Um den Lastverkehr von den Autobahnen auf die Schiene und die Wasserwege zurück zu verlagern, müssen wir die Infrastruktur der Güterbahnhöfe, der Güterzug-Rampen an jedem Bahnhof und der Güterzug-Anschlußgleise bei nahezu allen Industriebetrieben wiederherstellen, die früher vorhanden war. Dabei geht es nicht um Beladung der Güterwaggons mit einzelnen Getreidesäcken oder um Kipp-Loren für Getreide. Es geht um Container-Verladung auf Schiene und Wasserstraße in großem Stil und um Speditions-Güterverkehr für die letzte Meile.

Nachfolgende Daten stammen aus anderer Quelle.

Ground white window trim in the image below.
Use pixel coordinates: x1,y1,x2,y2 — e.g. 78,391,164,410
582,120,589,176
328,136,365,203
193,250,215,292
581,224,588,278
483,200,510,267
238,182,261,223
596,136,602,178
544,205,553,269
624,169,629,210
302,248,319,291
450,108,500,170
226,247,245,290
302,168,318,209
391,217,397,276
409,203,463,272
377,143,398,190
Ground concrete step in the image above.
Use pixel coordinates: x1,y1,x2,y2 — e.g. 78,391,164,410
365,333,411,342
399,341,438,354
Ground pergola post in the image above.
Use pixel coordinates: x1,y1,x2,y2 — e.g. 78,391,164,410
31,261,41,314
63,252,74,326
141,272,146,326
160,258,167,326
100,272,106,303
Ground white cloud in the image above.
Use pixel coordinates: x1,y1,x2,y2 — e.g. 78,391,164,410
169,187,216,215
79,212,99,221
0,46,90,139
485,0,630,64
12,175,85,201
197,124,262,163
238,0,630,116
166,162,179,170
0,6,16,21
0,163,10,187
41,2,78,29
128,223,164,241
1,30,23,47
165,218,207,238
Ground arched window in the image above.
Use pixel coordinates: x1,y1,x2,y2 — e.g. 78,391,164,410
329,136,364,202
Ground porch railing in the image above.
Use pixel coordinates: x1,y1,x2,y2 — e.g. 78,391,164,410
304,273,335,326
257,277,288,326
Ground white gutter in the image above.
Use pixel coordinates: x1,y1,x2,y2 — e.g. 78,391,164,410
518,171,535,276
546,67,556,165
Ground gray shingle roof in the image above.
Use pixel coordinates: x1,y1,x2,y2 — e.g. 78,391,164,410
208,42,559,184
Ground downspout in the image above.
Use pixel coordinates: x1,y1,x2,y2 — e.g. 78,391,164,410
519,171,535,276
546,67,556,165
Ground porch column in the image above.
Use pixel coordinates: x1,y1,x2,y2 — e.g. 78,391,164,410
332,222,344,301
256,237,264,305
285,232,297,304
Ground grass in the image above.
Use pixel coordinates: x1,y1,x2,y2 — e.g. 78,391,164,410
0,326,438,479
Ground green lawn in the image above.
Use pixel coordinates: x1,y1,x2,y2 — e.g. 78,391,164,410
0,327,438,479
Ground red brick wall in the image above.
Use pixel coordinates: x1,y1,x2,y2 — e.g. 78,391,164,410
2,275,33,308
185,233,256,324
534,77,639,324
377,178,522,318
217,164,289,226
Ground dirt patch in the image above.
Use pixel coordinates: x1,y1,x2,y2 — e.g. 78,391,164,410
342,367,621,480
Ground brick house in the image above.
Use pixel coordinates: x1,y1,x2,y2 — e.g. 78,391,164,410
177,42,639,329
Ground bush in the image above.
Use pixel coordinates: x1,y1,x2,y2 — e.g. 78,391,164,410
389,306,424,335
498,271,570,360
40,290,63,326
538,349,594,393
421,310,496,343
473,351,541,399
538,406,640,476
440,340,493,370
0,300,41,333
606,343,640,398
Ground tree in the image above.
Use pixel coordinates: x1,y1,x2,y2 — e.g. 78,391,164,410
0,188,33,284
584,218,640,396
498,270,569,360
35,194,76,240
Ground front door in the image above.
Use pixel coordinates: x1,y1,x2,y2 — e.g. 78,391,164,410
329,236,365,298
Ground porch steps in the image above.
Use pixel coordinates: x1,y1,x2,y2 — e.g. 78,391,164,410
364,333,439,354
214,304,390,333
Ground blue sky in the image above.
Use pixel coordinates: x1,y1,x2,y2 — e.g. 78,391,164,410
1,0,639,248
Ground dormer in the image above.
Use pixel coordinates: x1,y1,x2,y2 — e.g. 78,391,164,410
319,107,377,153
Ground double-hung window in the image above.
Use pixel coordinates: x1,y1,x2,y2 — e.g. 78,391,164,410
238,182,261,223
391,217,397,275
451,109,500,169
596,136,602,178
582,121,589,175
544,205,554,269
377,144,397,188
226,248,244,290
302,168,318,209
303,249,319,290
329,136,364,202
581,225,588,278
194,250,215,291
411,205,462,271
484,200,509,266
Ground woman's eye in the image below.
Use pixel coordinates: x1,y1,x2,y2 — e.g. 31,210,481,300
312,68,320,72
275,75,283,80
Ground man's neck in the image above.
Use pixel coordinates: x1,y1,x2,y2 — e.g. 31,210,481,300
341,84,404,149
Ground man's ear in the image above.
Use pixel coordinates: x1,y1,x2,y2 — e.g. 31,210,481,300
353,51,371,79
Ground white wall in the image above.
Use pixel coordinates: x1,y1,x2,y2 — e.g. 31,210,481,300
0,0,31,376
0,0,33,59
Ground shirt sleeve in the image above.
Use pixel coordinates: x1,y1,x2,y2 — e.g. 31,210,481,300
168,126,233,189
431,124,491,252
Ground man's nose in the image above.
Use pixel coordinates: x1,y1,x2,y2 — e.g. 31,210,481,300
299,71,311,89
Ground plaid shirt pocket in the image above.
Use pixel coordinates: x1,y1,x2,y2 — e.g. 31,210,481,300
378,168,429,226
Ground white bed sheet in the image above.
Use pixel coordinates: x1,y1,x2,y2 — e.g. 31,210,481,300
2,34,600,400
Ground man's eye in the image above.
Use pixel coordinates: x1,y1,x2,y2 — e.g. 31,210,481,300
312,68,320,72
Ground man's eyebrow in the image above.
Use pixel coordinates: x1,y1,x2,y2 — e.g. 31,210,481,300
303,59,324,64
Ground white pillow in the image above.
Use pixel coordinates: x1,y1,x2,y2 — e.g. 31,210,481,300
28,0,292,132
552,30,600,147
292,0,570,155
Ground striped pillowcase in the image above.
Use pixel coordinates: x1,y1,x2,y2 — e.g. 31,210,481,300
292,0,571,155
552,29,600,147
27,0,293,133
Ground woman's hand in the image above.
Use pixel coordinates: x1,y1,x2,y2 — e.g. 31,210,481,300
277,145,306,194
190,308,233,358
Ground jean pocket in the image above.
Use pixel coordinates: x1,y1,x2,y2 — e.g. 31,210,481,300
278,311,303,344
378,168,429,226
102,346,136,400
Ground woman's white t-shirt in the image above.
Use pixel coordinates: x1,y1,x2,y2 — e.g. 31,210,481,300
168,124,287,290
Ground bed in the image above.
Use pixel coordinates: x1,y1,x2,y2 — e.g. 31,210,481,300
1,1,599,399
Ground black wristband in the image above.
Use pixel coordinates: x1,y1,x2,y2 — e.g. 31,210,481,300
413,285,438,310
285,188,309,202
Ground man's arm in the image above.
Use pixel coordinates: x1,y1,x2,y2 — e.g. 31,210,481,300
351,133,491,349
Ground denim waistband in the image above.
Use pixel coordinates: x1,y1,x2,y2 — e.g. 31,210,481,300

Es geht darum, daß Autobahnen, Autobahn-Parkplätze, Autobahn-Rasthöfe und Autobahn-Autohöfe nicht immer weiter ausgebaut werden, sondern zurückgebaut werden. Und es geht darum, den Einsatz von Berufskraftfahrern für jeden einzelnen Lkw über lange Strecken zu beenden, der lediglich die Ladung von ein bis maximal zwei Containern transportieren kann, dafür aber eigenen Antrieb und eigene Logistik benötigt.
Diese Maßnahmen erfordern eine gemeinsame Anstrengung aller Parteien, um die gesetzlichen Grundlagen und die notwendigen Haushaltsbeschlüsse zu beschließen. Wenn wir weiter jede Diskussion über eine Verkehrswende verhindern, indem wir Wahlkämpfe um mehr oder weniger Autobahnausbau und Parkplätze führen, vergeben wir die einzige Chance zu einer grundlegenden Verkehrswende.
Zum Verfasser: Otfrid Weiss ist Assessor jur., Ministerialrat a.D. und Oberst der Reserve. Nach seiner Verwaltungslaufbahn war er 21 Jahre in der Wirtschaft tätig, davon 14 Jahre bei SAP, Microsoft, Vision Consulting und Deloitte.